La casona

Miguel Rodríguez Romero

[Img #5249]El miedo, sobre todo el que nos inculcan, es, creo yo, el peor de los sentimientos.
 
Siempre tuve un miedo horrible a la vieja casona de piedra seca que se alzaba a pocos metros de mi ventana. Me acongojaba con sus dos plantas y un pequeño corredor. 
 
 
En las noches de luna nueva creía ver a una señora alta, de complexión fuerte, cara redonda y pequeña con un enorme moño, que parecía no pertenecer a su cuerpo.  Y lo que es peor, me sonreía.
 
 
Así que, al cabo de los años, decidí hablar con uno de los antiguos moradores del lugar, llenarme de valor y visitar la vieja casona. Lo hice y él accedió a ir conmigo, en silencio, pues no era el hombre muy hablador.
 
 
Nada más introducir la enorme llave en el portalón, de doble hoja, me estremecí con sólo oír su crujido. Al entrar me encontré con un patio empedrado, que llevaba hasta un corral, supongo que sería el cuarto de baño de la época.
 
 
A la izquierda, una escalera de piedra de canto, que iba hasta el corredor de mis pesadillas; resultó ser más pequeño que el que yo soñaba.
 
 
Le conté mi historia a mi acompañante, y el decidió contarme la suya: “Aquí vivíamos en esta habitación; soy el tercero de una familia de ocho hermanos.

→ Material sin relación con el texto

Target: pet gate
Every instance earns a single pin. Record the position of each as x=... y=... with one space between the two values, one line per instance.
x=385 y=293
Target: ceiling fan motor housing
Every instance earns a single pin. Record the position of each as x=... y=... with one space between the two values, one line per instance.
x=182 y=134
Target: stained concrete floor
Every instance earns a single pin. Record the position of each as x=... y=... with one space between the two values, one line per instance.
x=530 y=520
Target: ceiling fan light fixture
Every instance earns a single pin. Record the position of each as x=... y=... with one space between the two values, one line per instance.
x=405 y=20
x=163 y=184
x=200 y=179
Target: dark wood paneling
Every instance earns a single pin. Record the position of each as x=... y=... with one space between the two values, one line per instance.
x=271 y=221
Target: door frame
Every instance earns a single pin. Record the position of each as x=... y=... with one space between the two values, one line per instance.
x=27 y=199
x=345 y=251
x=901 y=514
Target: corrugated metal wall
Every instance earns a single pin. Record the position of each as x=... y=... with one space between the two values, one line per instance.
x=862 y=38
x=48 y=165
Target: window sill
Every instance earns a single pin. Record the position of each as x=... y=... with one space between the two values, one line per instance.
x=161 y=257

Este cuarto hacía de cocina, salón y dormitorio, separados de la alcoba por una cortina mugrienta y roída.
 
 
Cada noche la misma historia: nosotros dormíamos cabeza con pies, pies con cabeza, pues así ocupábamos menos espacio, y detrás de la cortina siempre lo mismo: gritos, insultos, ruido de cacharros, y se acababa siempre con el rítmico sonido del somier y los jadeos terribles que machacaban mi cerebro infantil.
 
 
Por no poder mantener a tantos niños, hubo que entregar a algunos de mis hermanos a familias adineradas, lo cual contribuyó, en gran medida, a nuestra falta de confianza en la vida.
 
 
Así que tú y tus miedos infundados no tenían razón de ser, porque después de escuchar este pequeño relato, debes entender que vivías mucho mejor que yo, a mi lado, pero en el paraíso”.
 
 
-Tienes toda la razón del mundo –le dije, asintiendo también con la cabeza.